Upstart is scheduled to report second quarter earnings on August 8, and Morgan Stanley expects disappointing results.

“Credit continues to underperform on a relative basis, with monthly annualized net loss rates hitting record levels. As we await clarity on the underlying economics of the committed capital arrangements, we recommend investors fade what appears to be a low-quality rally,” said equity analysts at the firm.

“Aside from minor improvement in July, delinquencies remain elevated, resulting in record annualized losses. While the sequential improvement in delinquencies from June (4.89%) to July (4.82%) is a slight positive, the rapid rise in delinquencies since [the second half of 2022] have translated to record annualized loss rates, with July’s monthly annualized loss rate of 23.9% representing 541bps of deterioration [month-over-month] and 1225bps of deterioration [year-over-year],” the analysts wrote in a note to clients.

They think recent gains in the stock were a low-quality share price appreciation driven by factor flows, AI, and lower short interest.

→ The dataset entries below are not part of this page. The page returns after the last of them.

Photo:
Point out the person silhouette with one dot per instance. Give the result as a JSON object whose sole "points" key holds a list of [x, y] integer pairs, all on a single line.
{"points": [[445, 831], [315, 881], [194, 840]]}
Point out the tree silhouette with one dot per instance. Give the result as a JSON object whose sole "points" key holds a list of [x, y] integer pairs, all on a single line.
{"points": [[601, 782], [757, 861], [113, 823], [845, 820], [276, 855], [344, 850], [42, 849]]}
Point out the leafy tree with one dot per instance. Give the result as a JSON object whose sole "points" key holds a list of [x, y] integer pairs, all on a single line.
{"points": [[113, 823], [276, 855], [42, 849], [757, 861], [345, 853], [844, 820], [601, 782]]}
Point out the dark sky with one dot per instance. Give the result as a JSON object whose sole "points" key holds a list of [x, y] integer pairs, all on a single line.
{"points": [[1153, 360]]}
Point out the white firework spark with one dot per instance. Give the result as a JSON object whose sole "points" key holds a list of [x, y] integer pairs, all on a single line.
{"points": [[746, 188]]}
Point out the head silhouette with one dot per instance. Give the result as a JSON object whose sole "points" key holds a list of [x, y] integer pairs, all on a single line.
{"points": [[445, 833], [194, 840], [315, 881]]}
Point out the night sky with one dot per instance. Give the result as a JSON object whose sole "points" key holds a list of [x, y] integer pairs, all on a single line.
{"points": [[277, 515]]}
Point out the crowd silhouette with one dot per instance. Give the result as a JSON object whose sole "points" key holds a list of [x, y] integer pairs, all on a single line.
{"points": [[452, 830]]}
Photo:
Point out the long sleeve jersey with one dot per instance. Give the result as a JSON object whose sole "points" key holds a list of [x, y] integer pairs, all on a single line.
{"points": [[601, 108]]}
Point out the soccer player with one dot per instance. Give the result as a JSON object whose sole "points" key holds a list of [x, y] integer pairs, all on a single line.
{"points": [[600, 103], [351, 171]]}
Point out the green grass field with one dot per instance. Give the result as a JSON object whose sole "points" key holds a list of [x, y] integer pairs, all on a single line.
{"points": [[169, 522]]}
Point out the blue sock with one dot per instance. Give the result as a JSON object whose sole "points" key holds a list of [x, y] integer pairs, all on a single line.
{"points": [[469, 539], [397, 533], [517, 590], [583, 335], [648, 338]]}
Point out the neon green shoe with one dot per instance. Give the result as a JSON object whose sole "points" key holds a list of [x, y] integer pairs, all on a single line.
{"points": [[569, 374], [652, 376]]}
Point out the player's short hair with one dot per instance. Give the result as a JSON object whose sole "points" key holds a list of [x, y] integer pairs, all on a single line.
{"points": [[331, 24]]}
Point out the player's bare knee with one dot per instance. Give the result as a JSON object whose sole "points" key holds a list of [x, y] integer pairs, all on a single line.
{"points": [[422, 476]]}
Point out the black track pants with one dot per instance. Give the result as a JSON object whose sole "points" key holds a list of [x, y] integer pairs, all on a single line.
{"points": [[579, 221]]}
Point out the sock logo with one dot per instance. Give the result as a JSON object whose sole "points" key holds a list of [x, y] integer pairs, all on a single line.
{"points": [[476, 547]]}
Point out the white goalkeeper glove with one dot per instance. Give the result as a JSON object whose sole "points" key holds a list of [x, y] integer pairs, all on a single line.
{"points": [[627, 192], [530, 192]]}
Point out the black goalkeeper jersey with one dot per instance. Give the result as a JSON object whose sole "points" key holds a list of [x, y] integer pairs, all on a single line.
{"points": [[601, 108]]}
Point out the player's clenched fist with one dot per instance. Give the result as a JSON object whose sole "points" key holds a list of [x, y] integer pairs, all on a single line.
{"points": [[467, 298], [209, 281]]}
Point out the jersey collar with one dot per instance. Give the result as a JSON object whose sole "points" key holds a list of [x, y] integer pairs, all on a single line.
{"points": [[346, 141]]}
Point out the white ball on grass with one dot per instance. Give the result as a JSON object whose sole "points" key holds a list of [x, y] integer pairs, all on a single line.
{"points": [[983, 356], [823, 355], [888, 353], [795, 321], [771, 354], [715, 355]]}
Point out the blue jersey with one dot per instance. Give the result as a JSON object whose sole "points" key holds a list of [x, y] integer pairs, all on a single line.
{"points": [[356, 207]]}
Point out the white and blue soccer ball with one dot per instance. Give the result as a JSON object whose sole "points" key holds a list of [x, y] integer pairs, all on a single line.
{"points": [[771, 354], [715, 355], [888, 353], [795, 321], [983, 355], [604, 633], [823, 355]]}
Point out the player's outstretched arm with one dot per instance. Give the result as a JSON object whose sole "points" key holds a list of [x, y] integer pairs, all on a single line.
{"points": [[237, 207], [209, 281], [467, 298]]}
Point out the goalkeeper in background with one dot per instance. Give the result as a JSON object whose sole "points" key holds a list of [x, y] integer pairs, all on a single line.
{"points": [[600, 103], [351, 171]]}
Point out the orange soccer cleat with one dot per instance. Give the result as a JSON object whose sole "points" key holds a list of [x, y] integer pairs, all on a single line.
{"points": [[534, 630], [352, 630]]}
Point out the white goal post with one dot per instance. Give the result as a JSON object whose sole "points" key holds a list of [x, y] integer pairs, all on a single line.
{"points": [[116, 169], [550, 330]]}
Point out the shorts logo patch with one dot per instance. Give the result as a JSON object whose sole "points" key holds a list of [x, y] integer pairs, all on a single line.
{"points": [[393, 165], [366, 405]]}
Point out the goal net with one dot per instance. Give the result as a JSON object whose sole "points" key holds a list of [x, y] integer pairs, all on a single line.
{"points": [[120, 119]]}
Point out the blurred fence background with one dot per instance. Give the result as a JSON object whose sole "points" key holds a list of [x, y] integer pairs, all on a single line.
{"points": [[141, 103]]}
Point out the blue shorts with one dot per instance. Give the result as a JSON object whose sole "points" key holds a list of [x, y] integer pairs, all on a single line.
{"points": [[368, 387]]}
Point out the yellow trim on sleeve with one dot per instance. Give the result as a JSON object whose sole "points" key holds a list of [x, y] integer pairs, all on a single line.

The analysts explained, “While short interest as a percentage of float reached highs of ~47% in late-February, the metric bottomed in April prior to the committed capital announcement and has since stabilized at ~37%. This dynamic, in addition to ~83% correlation to NVDA shares on a YTD basis, has driven a relatively low-quality rally that we would recommend investors fade.”

Morgan Stanley has an ‘underperform’ rating on Upstart’s stock with a price target of $13. Shares closed at $60 on Friday.